É difícil conversar com quem está ao lado de Temer. E nem acho que somente uma elite, mas também muitos outros menos afortunados.
A confusão nas mentes desses seres é visível quando a gente ouve um dizer que “esse negócio de terrorismo no RJ é coisa de petistas para derrotar o governo”. Imagine! Tem quem diga estamos nessa situação porque a imprensa favorece Lula e Dilma.
Pior é que essa gente não fala por falar. Ela crê, firmemente, no fala.
Ando comparando essas pessoas às mesmas que são diuturnamente manipulados por bispos e pastores de igrejas neo-pentecostais. É o sim ou o não. É o maniqueísmo. É o fanatismo político enraizado e propagado sem base. Aí é que mora o tal do tiro no pé. Esse tiro virá a qualquer momento, mas teremos que ver o estrago quando o governo interino sair do seu plano A, que começou a demissão do garçom do Planalto, para o plano B, que será recheado de privatizações, de entrega do patrimônio público; e, culminará com o aumento de juros, incluindo aquele que todos os parlamentares da oposição a Dilma espernearam pra não votar.
Infelizmente essas coisas vão acontecendo, acontecendo, até que um dia, de repente, pessoas vão acordar e verem que não estavam sonhando. Já terá sido tarde demais, em especial se Michel já tiver, por emenda constitucional, decidido dilatar seu mandato, virando o novo ditador.

Nelson

A crise econômica é mundial; há uma retração geral da demanda. Portanto, de nada adianta arrochar salários e caçar direitos dos trabalhadores brasileiros para aumentar a competitividade da economia brasileira, como quer a CNI e, possivelmente, quer também o restante do empresariado.
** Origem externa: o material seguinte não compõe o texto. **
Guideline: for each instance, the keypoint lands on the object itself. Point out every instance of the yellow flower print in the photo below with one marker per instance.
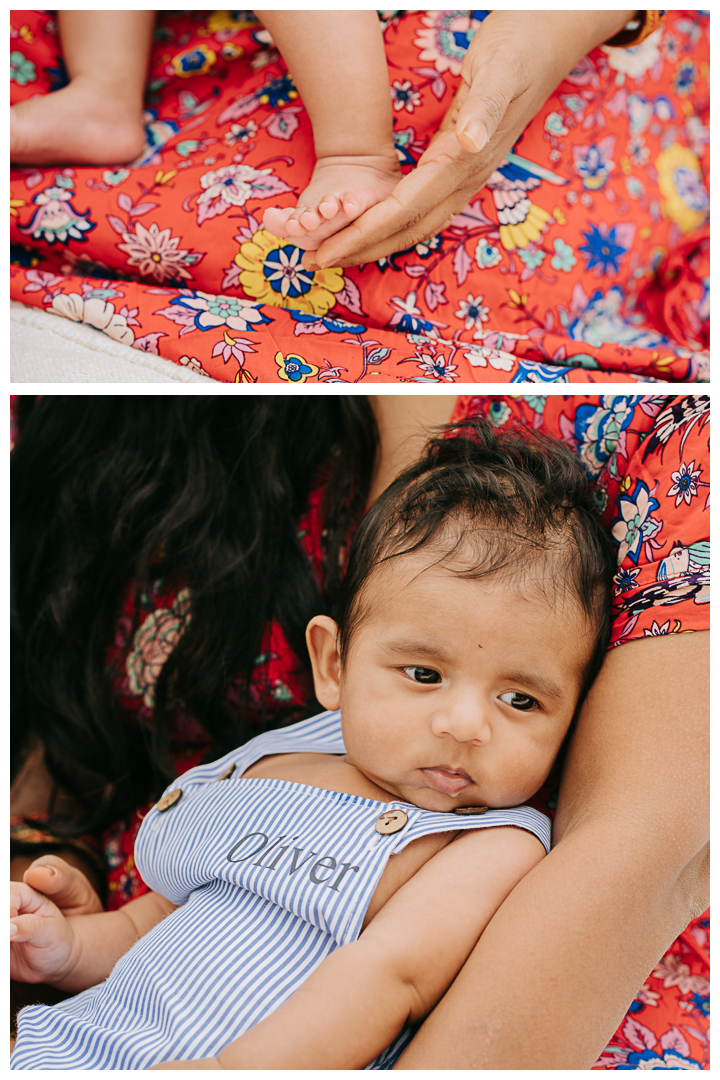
(220, 21)
(272, 272)
(294, 368)
(530, 228)
(681, 183)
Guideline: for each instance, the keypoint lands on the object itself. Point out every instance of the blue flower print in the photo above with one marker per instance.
(602, 250)
(624, 580)
(22, 70)
(564, 258)
(634, 522)
(531, 259)
(593, 163)
(277, 93)
(701, 1002)
(684, 79)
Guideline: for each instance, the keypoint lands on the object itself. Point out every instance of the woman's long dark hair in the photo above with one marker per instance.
(206, 491)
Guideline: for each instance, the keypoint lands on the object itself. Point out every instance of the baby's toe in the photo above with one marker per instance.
(311, 218)
(275, 220)
(353, 204)
(295, 227)
(328, 207)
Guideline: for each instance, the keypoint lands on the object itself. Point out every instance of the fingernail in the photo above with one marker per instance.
(474, 136)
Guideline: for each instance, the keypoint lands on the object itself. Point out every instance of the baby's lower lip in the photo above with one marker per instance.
(448, 781)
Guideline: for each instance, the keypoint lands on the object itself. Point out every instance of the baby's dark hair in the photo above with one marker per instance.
(507, 502)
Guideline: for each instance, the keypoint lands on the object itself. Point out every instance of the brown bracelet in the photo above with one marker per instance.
(636, 31)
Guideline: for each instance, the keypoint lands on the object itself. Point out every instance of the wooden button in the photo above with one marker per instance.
(393, 821)
(170, 800)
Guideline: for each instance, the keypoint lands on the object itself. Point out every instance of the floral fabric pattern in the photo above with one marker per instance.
(585, 258)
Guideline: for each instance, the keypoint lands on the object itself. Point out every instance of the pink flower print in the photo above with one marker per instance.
(684, 483)
(155, 252)
(647, 996)
(657, 631)
(405, 96)
(437, 367)
(445, 39)
(153, 643)
(480, 356)
(674, 972)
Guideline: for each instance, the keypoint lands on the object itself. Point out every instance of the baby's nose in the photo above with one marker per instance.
(465, 720)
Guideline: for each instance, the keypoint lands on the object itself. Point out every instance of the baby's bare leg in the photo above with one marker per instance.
(337, 61)
(97, 118)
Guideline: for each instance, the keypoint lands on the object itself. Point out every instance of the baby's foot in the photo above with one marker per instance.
(340, 190)
(84, 123)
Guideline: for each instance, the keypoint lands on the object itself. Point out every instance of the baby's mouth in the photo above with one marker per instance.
(447, 780)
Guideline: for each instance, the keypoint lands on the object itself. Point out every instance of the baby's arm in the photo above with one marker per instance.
(361, 997)
(79, 950)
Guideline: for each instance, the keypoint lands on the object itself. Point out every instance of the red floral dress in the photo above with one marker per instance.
(650, 461)
(584, 258)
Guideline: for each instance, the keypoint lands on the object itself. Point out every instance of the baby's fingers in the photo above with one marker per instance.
(25, 928)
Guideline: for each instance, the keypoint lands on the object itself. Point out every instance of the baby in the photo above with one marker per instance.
(316, 891)
(336, 58)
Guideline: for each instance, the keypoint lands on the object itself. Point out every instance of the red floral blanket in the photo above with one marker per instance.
(602, 278)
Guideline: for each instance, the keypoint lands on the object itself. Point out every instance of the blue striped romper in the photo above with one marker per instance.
(270, 877)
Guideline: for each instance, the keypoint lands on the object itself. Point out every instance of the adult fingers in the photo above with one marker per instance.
(65, 885)
(494, 73)
(422, 203)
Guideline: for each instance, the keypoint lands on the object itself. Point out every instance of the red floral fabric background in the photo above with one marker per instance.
(601, 274)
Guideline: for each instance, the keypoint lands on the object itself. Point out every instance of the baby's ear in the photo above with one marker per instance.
(322, 638)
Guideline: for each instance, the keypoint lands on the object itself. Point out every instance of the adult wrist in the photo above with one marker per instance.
(637, 28)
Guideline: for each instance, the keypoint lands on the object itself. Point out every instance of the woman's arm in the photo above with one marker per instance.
(361, 997)
(514, 63)
(561, 960)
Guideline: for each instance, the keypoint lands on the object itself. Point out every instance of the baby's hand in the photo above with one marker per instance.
(42, 944)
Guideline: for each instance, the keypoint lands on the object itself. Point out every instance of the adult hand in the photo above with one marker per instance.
(514, 63)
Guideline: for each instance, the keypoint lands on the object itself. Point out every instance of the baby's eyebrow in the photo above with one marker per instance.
(533, 680)
(417, 648)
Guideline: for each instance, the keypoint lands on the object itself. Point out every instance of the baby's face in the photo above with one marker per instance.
(458, 692)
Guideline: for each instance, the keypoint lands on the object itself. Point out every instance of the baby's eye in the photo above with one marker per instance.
(422, 674)
(520, 701)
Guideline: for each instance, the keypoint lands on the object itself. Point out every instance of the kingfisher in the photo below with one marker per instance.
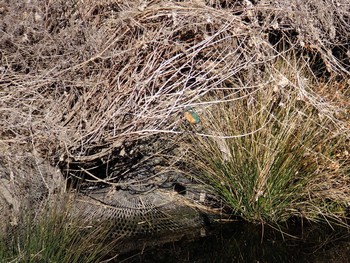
(191, 116)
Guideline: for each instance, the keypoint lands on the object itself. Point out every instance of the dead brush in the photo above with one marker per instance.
(278, 152)
(80, 80)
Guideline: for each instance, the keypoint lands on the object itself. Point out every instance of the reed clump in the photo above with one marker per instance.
(276, 150)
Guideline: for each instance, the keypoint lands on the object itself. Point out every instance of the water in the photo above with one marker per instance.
(242, 242)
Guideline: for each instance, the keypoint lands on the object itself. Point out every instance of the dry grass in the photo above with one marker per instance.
(274, 151)
(82, 83)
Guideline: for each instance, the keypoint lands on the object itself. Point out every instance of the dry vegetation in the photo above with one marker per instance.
(84, 83)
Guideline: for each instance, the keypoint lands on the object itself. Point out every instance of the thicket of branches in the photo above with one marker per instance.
(79, 80)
A quanto teriam que descer os salários no Brasil para nivelarem-se aos pagos na China, no sudeste asiático ou em outros países em que a mão de obra é ainda mais aviltada que a nossa?

Ou seja, se a economia do país já está refluída, cortando salários o consumo cairá ainda mais, puxando para baixo o crescimento econômico.

Diante disso, é difícil de acreditar que empresários que se dizem entendidos em tudo e que sempre querem ditar regras de como devem as coisas funcionar e, por isso, se consideram superiores, venham com propostas desse tipo.

Olhando a coisa sob um viés estritamente capitalista, o Brasil está precisando é de um mercado interno forte, para que não fique na dependência das exportações.

Esse mercado interno se cria através de uma política de geração de postos de trabalho e de valorização dos salários, que darão origem a uma massa salarial mais robusta.

Com salários melhores, o povo não vai se restringir apenas ao básico e, ao incrementar o consumo, vai disparar um ciclo de dinamização da economia, fazendo-a girar e desenvolvendo-a.

Isto tudo me parece evidente por demais. Contudo, a arrogância dos empresários, mesclada com sua cegueira advinda do egoísmo e da ganância em ganhar e ganhar e ganhar sempre mais, não os deixa ver coisa tão básica.

Assim, as soluções que preconizam, se implementadas, só jogarão nosso país em crise maior ainda e, muito provavelmente, numa convulsão social nunca dantes vista.